Defence counsel Vasilis Oplantzadis showed the witness a photograph of the inside of Koralli and asked him to point to where he and his friends had sat. The witness pointed to a table to the left of the entrance. The two Golden Dawners who had stared menacingly at them were seated at the end of the bar. The witness could not remember whether there was a table between them. He repeated that he had felt their gaze on him. He said that when his other friends arrived, they asked the owner for more chairs and stools. The witness sad that he and his friends could not walk towards his house because they were terrified. When he left the hospital, the witness went to the police station.

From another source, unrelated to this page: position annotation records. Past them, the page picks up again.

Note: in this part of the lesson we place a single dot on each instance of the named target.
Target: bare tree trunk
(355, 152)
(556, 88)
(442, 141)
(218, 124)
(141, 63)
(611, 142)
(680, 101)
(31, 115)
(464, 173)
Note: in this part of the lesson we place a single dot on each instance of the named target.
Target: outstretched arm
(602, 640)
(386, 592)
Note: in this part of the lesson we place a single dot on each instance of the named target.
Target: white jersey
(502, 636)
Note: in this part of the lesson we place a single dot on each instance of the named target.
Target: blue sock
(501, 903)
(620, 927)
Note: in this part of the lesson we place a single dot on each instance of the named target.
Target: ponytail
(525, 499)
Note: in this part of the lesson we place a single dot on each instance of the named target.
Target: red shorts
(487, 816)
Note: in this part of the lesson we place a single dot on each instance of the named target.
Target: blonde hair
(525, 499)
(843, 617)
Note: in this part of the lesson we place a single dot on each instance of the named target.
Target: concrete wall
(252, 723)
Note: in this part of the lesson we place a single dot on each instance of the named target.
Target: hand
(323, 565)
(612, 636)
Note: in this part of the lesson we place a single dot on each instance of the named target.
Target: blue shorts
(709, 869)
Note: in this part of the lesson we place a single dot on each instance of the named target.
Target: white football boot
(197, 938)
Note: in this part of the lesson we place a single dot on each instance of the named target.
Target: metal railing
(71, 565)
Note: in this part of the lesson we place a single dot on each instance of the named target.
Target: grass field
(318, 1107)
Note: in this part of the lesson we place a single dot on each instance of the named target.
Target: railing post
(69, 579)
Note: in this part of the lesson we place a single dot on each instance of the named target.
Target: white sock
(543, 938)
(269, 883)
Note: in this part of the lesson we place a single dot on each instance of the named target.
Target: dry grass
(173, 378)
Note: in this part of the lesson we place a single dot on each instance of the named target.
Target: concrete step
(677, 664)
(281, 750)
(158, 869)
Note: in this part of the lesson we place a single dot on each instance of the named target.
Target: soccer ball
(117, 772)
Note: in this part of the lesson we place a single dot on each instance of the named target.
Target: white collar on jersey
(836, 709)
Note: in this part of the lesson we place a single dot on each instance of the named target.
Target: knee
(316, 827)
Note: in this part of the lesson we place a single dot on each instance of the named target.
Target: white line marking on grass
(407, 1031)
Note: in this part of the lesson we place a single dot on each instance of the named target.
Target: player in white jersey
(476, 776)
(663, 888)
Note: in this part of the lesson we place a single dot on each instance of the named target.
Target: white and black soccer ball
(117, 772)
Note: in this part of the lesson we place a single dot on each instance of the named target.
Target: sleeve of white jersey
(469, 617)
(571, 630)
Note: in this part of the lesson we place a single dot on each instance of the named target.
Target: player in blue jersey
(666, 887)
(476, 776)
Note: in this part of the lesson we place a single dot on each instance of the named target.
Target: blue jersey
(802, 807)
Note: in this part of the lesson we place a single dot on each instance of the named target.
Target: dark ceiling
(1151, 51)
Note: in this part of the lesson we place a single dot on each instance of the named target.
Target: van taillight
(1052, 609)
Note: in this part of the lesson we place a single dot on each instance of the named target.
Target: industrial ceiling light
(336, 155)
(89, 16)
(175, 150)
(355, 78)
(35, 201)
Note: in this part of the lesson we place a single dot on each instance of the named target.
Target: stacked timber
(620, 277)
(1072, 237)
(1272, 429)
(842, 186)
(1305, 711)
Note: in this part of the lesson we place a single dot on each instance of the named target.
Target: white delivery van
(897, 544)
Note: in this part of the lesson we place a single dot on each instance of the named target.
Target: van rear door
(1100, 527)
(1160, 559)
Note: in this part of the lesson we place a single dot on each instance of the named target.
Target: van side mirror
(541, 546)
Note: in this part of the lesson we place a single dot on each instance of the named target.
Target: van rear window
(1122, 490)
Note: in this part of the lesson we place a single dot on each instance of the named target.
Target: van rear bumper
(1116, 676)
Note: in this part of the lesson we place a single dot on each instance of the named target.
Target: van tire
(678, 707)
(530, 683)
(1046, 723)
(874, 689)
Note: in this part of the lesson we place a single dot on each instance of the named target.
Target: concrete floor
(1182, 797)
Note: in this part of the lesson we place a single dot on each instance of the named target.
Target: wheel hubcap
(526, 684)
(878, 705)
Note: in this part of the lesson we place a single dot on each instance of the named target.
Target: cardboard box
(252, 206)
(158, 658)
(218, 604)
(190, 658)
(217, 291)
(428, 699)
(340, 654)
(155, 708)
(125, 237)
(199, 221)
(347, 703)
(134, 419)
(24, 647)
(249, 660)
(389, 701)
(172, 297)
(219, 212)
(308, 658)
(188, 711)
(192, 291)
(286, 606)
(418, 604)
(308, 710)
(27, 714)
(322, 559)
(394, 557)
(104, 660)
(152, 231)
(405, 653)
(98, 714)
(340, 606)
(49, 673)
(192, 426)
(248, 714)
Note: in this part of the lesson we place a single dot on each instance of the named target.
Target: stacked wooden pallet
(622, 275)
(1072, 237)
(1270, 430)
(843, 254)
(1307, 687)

Responding to questions from defence counsel Dimitris Tzempetzis, the witness said he remembered a stranger moving back and forth between his friends and the Golden Dawners, but that he couldn’t remember what he had said to his friends. The witness said that after the murder, his friends told him they had been hit on the head with helmets.

Responding to questions from defence counsel Giorgos Roumpekas, the witness stated that he couldn’t remember whether he or Fyssas had had a lot to drink. He added that Fyssas was very protective of his friends. He couldn’t remember whether he saw Golden Dawners at the murder scene; he was too shaken up to notice. Melachrinopoulos and Kontonikolas were there. Those two had stayed behind and were eyewitnesses to the murder. When the witness reached the spot, he saw Fyssas lying semi-conscious. He was still alive when the witness set off for his house to get his car to drive him to the hospital because the ambulance was taking too long. The ambulance took 40 minutes to get there.

Roumpekas asked the witness if, in the months preceding his death, Pavlos had been on good terms with his parents and whether he lived at their house. The questions provoked a heated response from Fyssas’ mother, who cried out, “Why is that so interesting to you? I had a great relationship with my child. I don’t know what kind of relationship you have with your parents. What kind of question is that?” Roumpekas wondered why Magda Fyssa was so touchy about the question. The phrases “what do you want?” and “sit down!” were heard from the defence. The witness stated that he didn’t know about a concert Fyssas had given at Agia Paraskevi, a suburb in northeastern Athens. He stated that Fyssas’ songs were pacifist and that he could not remember whether any of his songs could be read as encouraging violence; nor could he remember a song called “Fuck them”.

Responding to questions from defence counsel D. Bonis, the witness stated that he could tell that the two men in the bar were Golden Dawners from their combat boots and camouflage trousers. The witness added that he felt the hostility in their gaze.

In response to questions from defence counsel Giorgos Michalolias, the witness said he had been to Koralli to watch Olympiakos matches before and that he didn’t know whether Koralli was a Golden Dawn hang out.

In response to questions from defence counsel Periklis Stavrianakis, the witness stated that he knows Pavlos Seirlis and that they were together that night. The witness stated that he couldn’t remember who among his friends left the bar first. No one ran after them until they reached Tsaldari street. The witness was unable to explain why the police ran straight at him and only arrested people from his group of friends.

After learning that the defence had no further questions for the witness, the judge adjourned the hearing until 09:00 on 25 November.